In 2003, while belittling the United States for not providing universal health insurance despite our being "the wealthiest country in the history of the world," Obama unequivocally stated that he was "a proponent of a single-payer universal health care program." During the 2008 presidential campaign, he again endorsed the "public option." These statements were not taken out of context despite Linda Douglass' transparently lame denials.
Indeed, Obama's entire health care effort has been centered on the public option -- which ultimately, by the way, would not be an option at all, but the endgame. It's the private aspects of his scheme that are illusory. That Obama has us debating whether he supports the public option -- the most indispensable part of his entire agenda -- instead of his fraudulent support for the private option is evidence of his consummate skills as an Alinskyite propagandist.
Every politically literate person understands that government-run health care is what we're fighting about. That's what the legitimate town hall protestors are up in arms about, and that's what the phony, ACORN-y, Astro-agitators who have been bused in by Obama are beating people up over. So spare us the insult of denying it.
Even if Obama is forced to abandon the public option temporarily, it will probably be mere semantic abandonment. The CATO Institute's Michael Tanner argues that the compromise plan being considered by six members of the Senate Finance Committee would eliminate the public option in name only. A health insurance co-op plan, he says, is just another name for government-run health insurance.
But Howard Dean revealed a more cynical Democratic strategy, which would obviate the co-op charade.

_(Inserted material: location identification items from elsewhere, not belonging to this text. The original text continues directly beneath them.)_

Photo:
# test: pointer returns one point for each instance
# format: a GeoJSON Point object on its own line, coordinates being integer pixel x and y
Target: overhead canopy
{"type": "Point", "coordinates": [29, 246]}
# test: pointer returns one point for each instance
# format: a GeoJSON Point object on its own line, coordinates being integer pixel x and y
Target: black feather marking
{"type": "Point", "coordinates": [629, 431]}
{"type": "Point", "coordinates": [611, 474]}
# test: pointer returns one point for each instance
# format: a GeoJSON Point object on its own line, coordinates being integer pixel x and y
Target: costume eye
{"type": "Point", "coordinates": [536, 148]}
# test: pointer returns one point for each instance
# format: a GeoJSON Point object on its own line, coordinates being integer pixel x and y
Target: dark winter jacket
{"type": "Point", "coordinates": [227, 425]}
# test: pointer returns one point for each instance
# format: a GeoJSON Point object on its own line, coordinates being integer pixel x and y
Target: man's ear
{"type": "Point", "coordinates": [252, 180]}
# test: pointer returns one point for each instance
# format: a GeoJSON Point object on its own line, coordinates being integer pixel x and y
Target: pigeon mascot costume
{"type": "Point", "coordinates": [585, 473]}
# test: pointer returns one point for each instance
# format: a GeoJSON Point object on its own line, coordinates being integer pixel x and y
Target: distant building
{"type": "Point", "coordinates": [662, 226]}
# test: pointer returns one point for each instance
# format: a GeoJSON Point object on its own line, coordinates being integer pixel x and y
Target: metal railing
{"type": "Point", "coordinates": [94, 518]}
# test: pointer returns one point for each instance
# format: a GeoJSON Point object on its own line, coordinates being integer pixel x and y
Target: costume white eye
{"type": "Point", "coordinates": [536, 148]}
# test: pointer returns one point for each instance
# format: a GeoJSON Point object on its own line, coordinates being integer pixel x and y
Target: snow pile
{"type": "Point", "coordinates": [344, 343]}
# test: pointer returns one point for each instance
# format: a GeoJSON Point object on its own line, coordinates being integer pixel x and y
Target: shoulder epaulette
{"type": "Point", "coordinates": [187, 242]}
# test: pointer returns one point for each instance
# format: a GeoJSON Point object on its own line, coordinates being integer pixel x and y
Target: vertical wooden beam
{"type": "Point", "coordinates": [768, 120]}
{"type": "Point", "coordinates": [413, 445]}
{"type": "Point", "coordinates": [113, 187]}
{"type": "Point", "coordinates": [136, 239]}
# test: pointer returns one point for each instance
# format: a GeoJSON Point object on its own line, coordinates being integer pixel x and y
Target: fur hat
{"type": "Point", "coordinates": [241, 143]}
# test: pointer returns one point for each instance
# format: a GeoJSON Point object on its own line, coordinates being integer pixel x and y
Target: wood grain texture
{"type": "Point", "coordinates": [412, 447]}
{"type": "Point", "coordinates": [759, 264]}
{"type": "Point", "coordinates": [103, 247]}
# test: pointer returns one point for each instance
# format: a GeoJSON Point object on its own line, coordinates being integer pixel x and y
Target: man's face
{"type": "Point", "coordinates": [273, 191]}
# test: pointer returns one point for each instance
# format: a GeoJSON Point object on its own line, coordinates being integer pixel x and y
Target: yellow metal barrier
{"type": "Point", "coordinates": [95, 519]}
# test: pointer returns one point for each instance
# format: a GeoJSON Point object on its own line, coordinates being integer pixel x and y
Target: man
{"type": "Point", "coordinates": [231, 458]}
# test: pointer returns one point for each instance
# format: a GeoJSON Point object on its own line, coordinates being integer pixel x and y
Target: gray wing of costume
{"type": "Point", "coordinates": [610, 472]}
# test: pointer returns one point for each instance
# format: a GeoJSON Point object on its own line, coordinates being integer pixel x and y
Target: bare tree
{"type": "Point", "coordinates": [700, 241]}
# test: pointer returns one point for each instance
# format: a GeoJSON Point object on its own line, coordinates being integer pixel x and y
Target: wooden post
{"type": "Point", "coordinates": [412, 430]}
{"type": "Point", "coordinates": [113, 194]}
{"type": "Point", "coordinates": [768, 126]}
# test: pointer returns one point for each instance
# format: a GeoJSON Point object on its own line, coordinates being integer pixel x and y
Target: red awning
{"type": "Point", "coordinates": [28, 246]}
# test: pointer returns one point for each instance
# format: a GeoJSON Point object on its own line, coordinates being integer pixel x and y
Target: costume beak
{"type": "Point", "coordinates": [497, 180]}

Dean told MSNBC's Joe Scarborough that the Senate's removal of the public option is a ploy to get the bill through the Senate and then have the public option reinserted at the reconciliation stage, where it would only require 50 votes, not a supermajority. Dean admitted that "the president knows very well that you aren't really going to have health care reform without a public option. But he also knows he has to get this out of the Senate."
Blue Dogs and wavering Republicans better not fall for Obama's calculated canard that these nationwide grass-roots protests are contrived and make the mistake of going forward with an apparently watered-down plan that would lead to socialized health care. They'd be out on their ears in 2010. I have to believe that.